Auteur dramatique, conteur et romancier, né à Villers- Cotterêts. Fils d`un général de Napoléon, d` ascendance créole, c`est d`abord un enfant << laissé très libre>>, sinon délaissé; puis un jeune géant qu`ennuie la vie de clerc chez un avoué. Aussi fait-il jouer à Paris quelques vaudevilles. Mais bientôt, enhardi par un premier succès, il aborde le genre pathétique où il ne tarde pas à porter ombrage à Victor Hugo lui-même: Henri III et sa cour (1829), Antony (1831) et la Tour de Nesle (1832), ouvres sonores où l`intrigue est compliquée et les personnages simplistes. Ces défauts vont se transformer en vertus, dès lors que Dumas s`avisera d`abandonner <<l`analyse des caractères>> pour le roman de cape et d`épée, c`est-a-dire, en somme, pour le conte.
On a longtemps méprisé cette partie de son ouvre. Et, par exemple, selon l`édition scolaire (dite << manuel illustré>>) de la Littérature française de Lanson, << ce sont ses pièces de théatre qui lui valent une place dans la littérature>> (par chance, moins respectueuse de la hiérarchie des genres, la célèbre bibliothèque de la Pléiade délaisse à bon droit les pièces << tragiques >> de Dumas père et accueille les plus populaires de ses romans ). Dans ce domaine romanesque, et aidé quant à la << documentation historique >> ( au surplus, n' affirme-t-il pas qu'il est permis de violer l' Histoire à condition de lui faire un enfant?) il va donner au public 257 volumes:
Les Trois Mousquetaires avec ses deux suites, Vingt ans après et le Vicomte de
Bragelonne ( 10 volumes en tout, 1844-1847 ), le Comte de Monte- Cristo (1845), la
Reine Margot (1845), la Dame de Montsoreau (1846), etc. La quantité ne mérite pas seule, ici, notre admiration, mais encore le style, nerveux, étincelant; l'humeur, enjouée, chaleureuse, contagieuse, toujours égale ; l`humour, enfin : nullement aigre et << noir >>, mais énorme, et surtout tonique (la mode à l`époque du romantisme était au toxique, cependant).

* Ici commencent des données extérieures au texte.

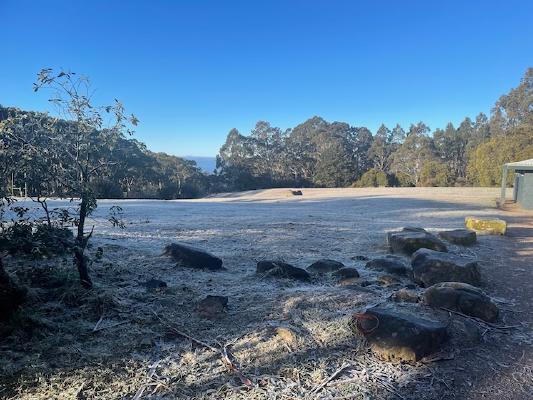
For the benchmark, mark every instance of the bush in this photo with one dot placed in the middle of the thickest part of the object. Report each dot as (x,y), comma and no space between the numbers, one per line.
(36,239)
(435,173)
(373,178)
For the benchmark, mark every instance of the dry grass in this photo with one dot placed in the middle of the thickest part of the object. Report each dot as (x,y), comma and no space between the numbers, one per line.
(54,350)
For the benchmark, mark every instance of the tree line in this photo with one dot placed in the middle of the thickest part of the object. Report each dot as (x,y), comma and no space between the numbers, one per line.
(89,154)
(318,153)
(315,153)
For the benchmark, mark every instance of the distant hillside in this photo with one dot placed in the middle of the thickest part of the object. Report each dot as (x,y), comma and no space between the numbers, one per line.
(206,164)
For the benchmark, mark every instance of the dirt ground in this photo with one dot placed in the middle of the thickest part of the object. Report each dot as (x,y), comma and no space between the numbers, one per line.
(120,341)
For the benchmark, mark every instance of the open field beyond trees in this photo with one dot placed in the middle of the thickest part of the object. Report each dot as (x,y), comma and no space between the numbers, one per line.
(120,340)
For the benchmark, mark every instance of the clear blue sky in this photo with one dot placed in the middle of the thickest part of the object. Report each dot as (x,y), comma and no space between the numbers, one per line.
(192,70)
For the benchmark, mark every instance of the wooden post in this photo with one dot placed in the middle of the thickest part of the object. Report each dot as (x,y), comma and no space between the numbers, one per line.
(504,185)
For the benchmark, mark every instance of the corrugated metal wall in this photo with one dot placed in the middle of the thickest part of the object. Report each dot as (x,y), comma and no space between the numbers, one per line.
(524,191)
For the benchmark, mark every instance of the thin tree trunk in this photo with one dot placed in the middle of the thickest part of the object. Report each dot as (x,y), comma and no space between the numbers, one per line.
(80,259)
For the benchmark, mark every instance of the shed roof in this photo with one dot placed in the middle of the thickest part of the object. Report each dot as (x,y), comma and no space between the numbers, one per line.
(524,165)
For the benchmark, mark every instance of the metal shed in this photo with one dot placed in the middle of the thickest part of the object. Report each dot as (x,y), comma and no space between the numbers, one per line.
(523,182)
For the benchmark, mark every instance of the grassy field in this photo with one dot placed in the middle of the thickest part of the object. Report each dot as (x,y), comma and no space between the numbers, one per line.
(120,340)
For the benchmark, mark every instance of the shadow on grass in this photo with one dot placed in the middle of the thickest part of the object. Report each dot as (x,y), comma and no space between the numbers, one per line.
(73,361)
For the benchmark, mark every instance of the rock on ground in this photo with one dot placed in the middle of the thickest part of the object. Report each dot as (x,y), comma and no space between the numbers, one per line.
(281,269)
(325,266)
(486,226)
(192,257)
(346,273)
(154,285)
(405,296)
(410,240)
(465,237)
(400,336)
(430,267)
(212,306)
(389,264)
(461,297)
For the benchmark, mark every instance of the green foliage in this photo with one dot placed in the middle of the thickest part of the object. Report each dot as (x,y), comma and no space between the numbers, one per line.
(373,178)
(485,166)
(435,173)
(34,238)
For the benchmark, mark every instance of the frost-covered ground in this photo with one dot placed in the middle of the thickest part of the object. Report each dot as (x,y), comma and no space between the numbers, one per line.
(137,350)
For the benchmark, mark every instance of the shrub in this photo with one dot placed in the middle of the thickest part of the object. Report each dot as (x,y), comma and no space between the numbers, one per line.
(435,173)
(373,178)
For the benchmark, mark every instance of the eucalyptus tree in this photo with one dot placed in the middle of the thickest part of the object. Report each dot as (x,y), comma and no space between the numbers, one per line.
(78,144)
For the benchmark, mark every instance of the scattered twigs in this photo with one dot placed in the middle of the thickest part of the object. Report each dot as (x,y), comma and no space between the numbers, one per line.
(100,328)
(223,351)
(480,321)
(151,373)
(389,388)
(186,336)
(331,377)
(230,365)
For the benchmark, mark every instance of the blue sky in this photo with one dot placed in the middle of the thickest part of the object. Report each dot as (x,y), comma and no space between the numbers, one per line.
(192,70)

Il invente, de pied en cap, un type de personnage, fracassant, bavard, grandiose, désintéressé et prodigue de lui-même jusqu`à la mort, qui va renverser, piétiner ou pourfendre en sa jouant les tortueux adversaires qui lui barrent la route, et entrainer derrière ses bottes des meutes de lecteurs.
Dumas mourra à la tache, glorieux et pauvre, car il dépensait plus vite qu`il ne gagnait. Durant sa grande période de fécondité (1840-1855), plusieurs journaux à la fois ont sorti en feuilleton ses romans; et il a dû courir de l`un à l`autre, tel Napoléon dans sa campagne de France. A cette vue, le grave Michelet s`écriera: <<Vous êtes une des forces de la nature >>. Magnanime, il dote, au passage, tel personnage historique, ou fictif, de ses propres dons: D`Artagnan, Edmond Dantès, etc. Déjà, naguère, dans un de ses drames, Antony, maitrisait, à la seule force de ses biceps, l`attelage de chevaux emballés qui risquaient d`emporter sa maitresse à la mort. Mais la plus étonnante de ses créatures est bien l`énorme et généreux Porthos, qui mourra de façon exemplaire, en géant bienfaisant qu`il est, dans la grotte de Locmaria : pour couvrir la retraite d`Aramis et de ses trois marins fidèles, ne jette-t-il pas sur leurs poursuivants un tonneau de poudre qu`il vient d`enflammer, et qui doit déterminer inévitablement l`écroulement sur ses épaules de la grotte ? Mais s`imaginer que tout est fini pour si peu serait faire injure à un héros de Dumas : L`Hercule réunit ses forces, et l`on vit les deux parios de cette
prison dans laquelle il était enseveli s`écarter lentement et lui faire place. Un instant, il apparut, dans cet encadrement de granit, comme l`ange antique du chaos. (Vicomte de Bragelonne, dernière parte).